The budget deficit is expected to narrow over the projection period from 3.2% to 1.6% of GDP. A large part of crises-related support, including most expenditure items which amounted to 3.9% of GDP in 2022, will be phased out. Meanwhile, income taxes will be reduced and interest expenditure is set to rise. The remaining pandemic-related expenses, amounting to around 1.7% of GDP in 2022, will continue to be phased out over the next two years. Discretionary fiscal support against high inflation represented around 1.5% of GDP in 2022. Much of this support will continue throughout 2023 and partly into 2024, in particular, through an electricity-price brake. The fiscal effect of these measures will be partially substituted by structural measures including the inflation indexation of tax brackets and the eco-social tax reform. The latter will increase the deficit by 0.5 percentage point of annual GDP between 2022 and 2024. Higher revenues from carbon pricing will contribute to reductions in income taxes and income support via the regional climate bonus for households. Grants from the European Recovery and Resilience Facility will finance investment in renewable energy and digitalisation for 0.2% of GDP per year in 2022-2024.
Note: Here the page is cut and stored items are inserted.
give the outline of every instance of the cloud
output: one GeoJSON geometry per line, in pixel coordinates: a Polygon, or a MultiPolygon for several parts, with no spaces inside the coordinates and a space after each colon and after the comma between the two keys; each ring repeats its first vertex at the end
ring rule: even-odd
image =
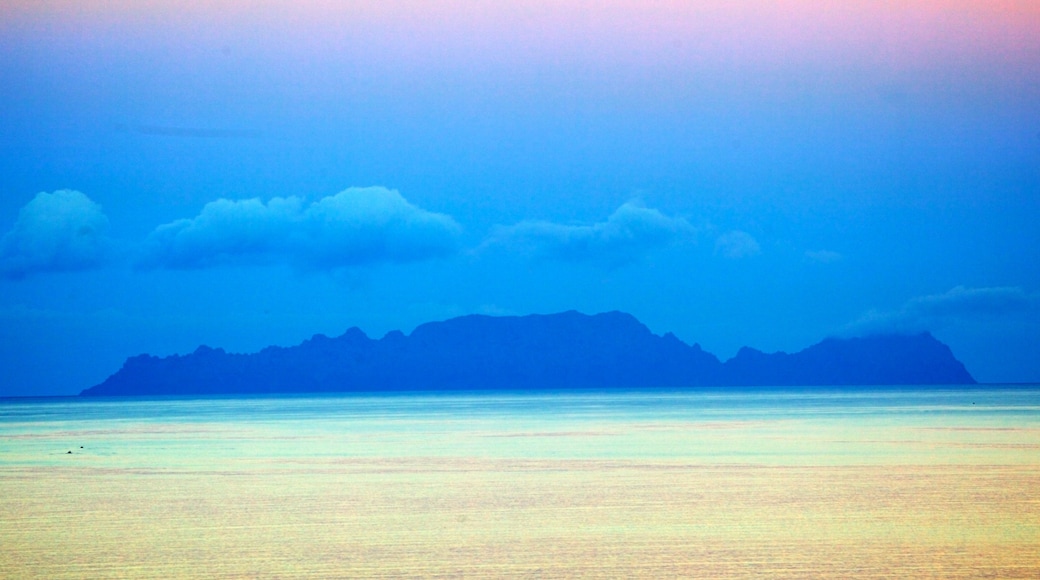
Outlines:
{"type": "Polygon", "coordinates": [[[108,217],[79,191],[41,192],[21,209],[0,239],[0,276],[86,270],[108,255],[108,217]]]}
{"type": "Polygon", "coordinates": [[[833,264],[844,259],[844,256],[831,250],[809,250],[805,252],[805,257],[818,264],[833,264]]]}
{"type": "Polygon", "coordinates": [[[288,262],[340,268],[410,262],[456,251],[461,228],[383,187],[352,187],[306,203],[299,197],[218,199],[192,219],[156,228],[140,265],[207,268],[288,262]]]}
{"type": "Polygon", "coordinates": [[[727,258],[738,259],[757,256],[761,252],[758,241],[751,234],[732,230],[715,240],[715,253],[727,258]]]}
{"type": "Polygon", "coordinates": [[[591,225],[523,221],[500,226],[492,231],[484,246],[508,247],[543,259],[619,266],[695,232],[683,218],[668,217],[656,209],[628,202],[606,221],[591,225]]]}
{"type": "Polygon", "coordinates": [[[920,332],[951,321],[986,316],[1020,315],[1040,306],[1040,296],[1020,287],[956,288],[944,294],[918,296],[893,311],[871,310],[847,327],[852,333],[920,332]]]}

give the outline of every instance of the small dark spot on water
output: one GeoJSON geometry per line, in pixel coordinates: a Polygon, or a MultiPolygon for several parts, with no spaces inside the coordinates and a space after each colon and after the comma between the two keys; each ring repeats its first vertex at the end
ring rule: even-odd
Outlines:
{"type": "Polygon", "coordinates": [[[72,455],[72,452],[71,451],[66,451],[65,455],[72,455]]]}

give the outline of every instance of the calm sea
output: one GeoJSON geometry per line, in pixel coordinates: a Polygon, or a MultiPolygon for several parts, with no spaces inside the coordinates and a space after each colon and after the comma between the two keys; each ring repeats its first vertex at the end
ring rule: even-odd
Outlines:
{"type": "Polygon", "coordinates": [[[941,457],[918,459],[954,460],[968,453],[972,437],[977,439],[979,433],[1037,427],[1040,387],[1035,385],[11,398],[0,399],[0,466],[115,456],[142,463],[161,458],[234,459],[234,453],[254,453],[243,439],[254,435],[265,442],[260,452],[295,456],[475,454],[858,463],[885,459],[879,455],[895,460],[914,451],[943,451],[941,457]],[[696,437],[686,436],[691,429],[698,431],[696,437]],[[949,429],[968,439],[958,453],[933,446],[958,432],[949,429]],[[785,432],[803,433],[804,445],[776,445],[785,432]],[[879,447],[886,436],[906,441],[910,433],[920,443],[916,448],[879,447]],[[77,457],[61,457],[67,451],[77,457]],[[899,457],[893,455],[897,452],[899,457]]]}
{"type": "Polygon", "coordinates": [[[0,399],[19,577],[1040,576],[1040,386],[0,399]]]}

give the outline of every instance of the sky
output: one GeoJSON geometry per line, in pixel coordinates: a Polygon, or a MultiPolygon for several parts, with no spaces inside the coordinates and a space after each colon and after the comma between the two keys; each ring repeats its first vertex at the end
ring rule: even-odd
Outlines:
{"type": "Polygon", "coordinates": [[[1034,0],[0,2],[0,396],[621,310],[1040,381],[1034,0]]]}

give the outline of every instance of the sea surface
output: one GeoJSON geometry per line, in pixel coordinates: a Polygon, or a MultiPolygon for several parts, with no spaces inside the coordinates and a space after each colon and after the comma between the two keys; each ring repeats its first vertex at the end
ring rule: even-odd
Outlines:
{"type": "Polygon", "coordinates": [[[1040,578],[1040,386],[0,399],[0,576],[1040,578]]]}

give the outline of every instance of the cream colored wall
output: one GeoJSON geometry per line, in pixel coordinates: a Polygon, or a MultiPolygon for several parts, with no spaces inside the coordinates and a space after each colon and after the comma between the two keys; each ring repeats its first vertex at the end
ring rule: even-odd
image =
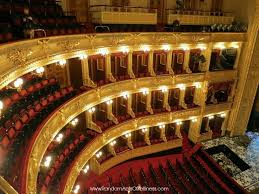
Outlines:
{"type": "Polygon", "coordinates": [[[132,7],[149,7],[150,0],[130,0],[129,6],[132,7]]]}
{"type": "Polygon", "coordinates": [[[91,5],[111,5],[111,0],[89,0],[91,5]]]}

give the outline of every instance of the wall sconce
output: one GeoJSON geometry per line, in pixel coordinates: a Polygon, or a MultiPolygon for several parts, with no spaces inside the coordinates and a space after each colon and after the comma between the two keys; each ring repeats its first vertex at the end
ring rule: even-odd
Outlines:
{"type": "Polygon", "coordinates": [[[13,86],[17,89],[20,90],[23,84],[23,79],[18,78],[17,80],[14,81],[13,86]]]}
{"type": "Polygon", "coordinates": [[[180,89],[180,90],[185,90],[186,87],[184,84],[178,84],[177,87],[180,89]]]}
{"type": "Polygon", "coordinates": [[[126,134],[125,134],[125,137],[126,137],[126,138],[131,137],[131,133],[126,133],[126,134]]]}
{"type": "Polygon", "coordinates": [[[190,50],[190,47],[189,47],[187,44],[182,44],[182,45],[180,46],[180,48],[181,48],[182,50],[184,50],[184,51],[189,51],[189,50],[190,50]]]}
{"type": "Polygon", "coordinates": [[[160,87],[160,90],[161,90],[163,93],[165,93],[165,92],[168,91],[168,88],[167,88],[166,86],[161,86],[161,87],[160,87]]]}
{"type": "Polygon", "coordinates": [[[214,47],[217,48],[217,49],[220,49],[220,50],[223,50],[223,49],[226,48],[225,43],[223,43],[223,42],[215,44],[214,47]]]}
{"type": "Polygon", "coordinates": [[[182,125],[183,124],[183,122],[182,121],[178,121],[178,122],[176,122],[176,125],[182,125]]]}
{"type": "Polygon", "coordinates": [[[45,159],[45,161],[44,161],[44,164],[43,164],[43,165],[44,165],[45,167],[49,167],[51,160],[52,160],[52,157],[51,157],[51,156],[47,156],[46,159],[45,159]]]}
{"type": "Polygon", "coordinates": [[[58,62],[58,65],[60,66],[60,67],[64,67],[65,65],[67,64],[67,60],[66,59],[61,59],[59,62],[58,62]]]}
{"type": "Polygon", "coordinates": [[[58,136],[56,137],[56,142],[60,143],[63,139],[64,135],[62,133],[58,134],[58,136]]]}
{"type": "Polygon", "coordinates": [[[111,145],[111,146],[114,146],[116,143],[117,143],[116,140],[114,140],[114,141],[112,141],[112,142],[110,143],[110,145],[111,145]]]}
{"type": "Polygon", "coordinates": [[[89,169],[90,169],[90,166],[89,166],[89,164],[87,164],[87,165],[85,166],[85,168],[83,169],[83,172],[86,174],[89,169]]]}
{"type": "Polygon", "coordinates": [[[123,92],[122,96],[124,99],[128,99],[129,98],[129,93],[128,92],[123,92]]]}
{"type": "Polygon", "coordinates": [[[127,54],[129,52],[129,47],[127,46],[121,46],[120,47],[120,51],[123,53],[123,54],[127,54]]]}
{"type": "Polygon", "coordinates": [[[141,50],[143,50],[144,52],[149,52],[150,51],[150,47],[148,45],[143,45],[141,47],[141,50]]]}
{"type": "Polygon", "coordinates": [[[210,116],[208,116],[208,119],[209,119],[209,120],[214,119],[214,115],[210,115],[210,116]]]}
{"type": "Polygon", "coordinates": [[[164,44],[164,45],[162,45],[162,49],[165,51],[165,52],[168,52],[168,51],[170,51],[170,45],[169,44],[164,44]]]}
{"type": "Polygon", "coordinates": [[[146,133],[148,131],[148,129],[147,128],[143,128],[143,129],[141,129],[141,131],[142,131],[142,133],[146,133]]]}
{"type": "Polygon", "coordinates": [[[113,102],[112,100],[108,100],[108,101],[106,101],[106,104],[110,105],[110,104],[112,104],[112,102],[113,102]]]}
{"type": "Polygon", "coordinates": [[[99,49],[98,53],[101,54],[102,56],[105,56],[109,54],[109,50],[107,48],[101,48],[99,49]]]}
{"type": "Polygon", "coordinates": [[[78,122],[79,122],[78,118],[75,118],[73,121],[71,121],[71,125],[76,126],[78,122]]]}
{"type": "Polygon", "coordinates": [[[35,70],[35,72],[39,75],[42,75],[44,73],[45,69],[44,67],[39,67],[35,70]]]}
{"type": "Polygon", "coordinates": [[[227,114],[226,114],[226,113],[221,113],[219,116],[220,116],[221,118],[225,118],[225,117],[227,116],[227,114]]]}
{"type": "Polygon", "coordinates": [[[196,123],[197,121],[198,121],[198,119],[196,119],[196,118],[192,119],[193,123],[196,123]]]}
{"type": "Polygon", "coordinates": [[[81,54],[81,55],[79,55],[79,59],[80,60],[84,60],[84,59],[86,59],[87,58],[87,55],[86,54],[81,54]]]}
{"type": "Polygon", "coordinates": [[[89,112],[89,113],[95,112],[95,107],[92,107],[92,108],[88,109],[88,112],[89,112]]]}
{"type": "Polygon", "coordinates": [[[238,42],[232,42],[232,43],[231,43],[231,47],[232,47],[232,48],[235,48],[235,49],[238,49],[238,48],[239,48],[238,42]]]}
{"type": "Polygon", "coordinates": [[[158,128],[159,128],[159,129],[164,129],[164,128],[165,128],[165,125],[158,125],[158,128]]]}
{"type": "Polygon", "coordinates": [[[75,189],[73,190],[73,193],[77,194],[79,192],[79,190],[80,190],[80,185],[76,185],[75,189]]]}
{"type": "Polygon", "coordinates": [[[195,86],[197,89],[199,89],[199,88],[201,88],[201,83],[195,82],[195,83],[194,83],[194,86],[195,86]]]}
{"type": "Polygon", "coordinates": [[[100,158],[102,155],[103,155],[102,151],[99,151],[99,152],[96,154],[96,158],[100,158]]]}
{"type": "Polygon", "coordinates": [[[142,92],[142,94],[143,94],[144,96],[146,96],[146,95],[149,94],[148,88],[143,88],[143,89],[141,90],[141,92],[142,92]]]}
{"type": "Polygon", "coordinates": [[[207,47],[206,47],[206,45],[204,45],[204,44],[198,44],[198,49],[204,51],[204,50],[207,49],[207,47]]]}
The economy will gradually expand

Output will recover gradually and grow by 0.2% in 2023 and 1.6% in 2024. High inflation, tighter financial conditions, and the withdrawal of pandemic-related expenditures will weigh on domestic demand during 2023 while weaker growth in trading partners will damp export growth. The tight labour market will loosen only gradually, with a small increase in unemployment. Higher nominal wages and a decrease in inflation will support private consumption in 2024. Higher interest rates will weigh on investment in 2023 but growth will resume in 2024. Inflation has peaked and will steadily decrease, but will remain high over the projection driven by stickier inflation in core services. Risks to the projections are skewed to the downside. As a small open economy, Austria is particularly susceptible in the event of weakening global demand or further supply disruptions.

Structural reforms could support sustainable and inclusive growth

Reducing regulatory barriers in certain service sectors that have been sheltered from competition, and pursuing efforts on digitalisation, could strengthen productivity. Broadening access to labour markets and reducing skill shortages would also support inclusive growth. Improving the availability and quality of early child and elderly care services, and encouraging a balanced use of parental leave, would address the low full-time employment of women. Better incentives to continue working at an older age and ensuring good working conditions would support the employment of older workers. Pursuing the reduction in labour tax wedges included in the support measures against high inflation and the eco-social tax reform would help raise the employment of low-skilled workers. Support measures to mitigate the impact of high inflation need to be better targeted to preserve incentives to lower energy use, and ensure fiscal sustainability in light of rising future long-term spending pressures related to ageing and climate change.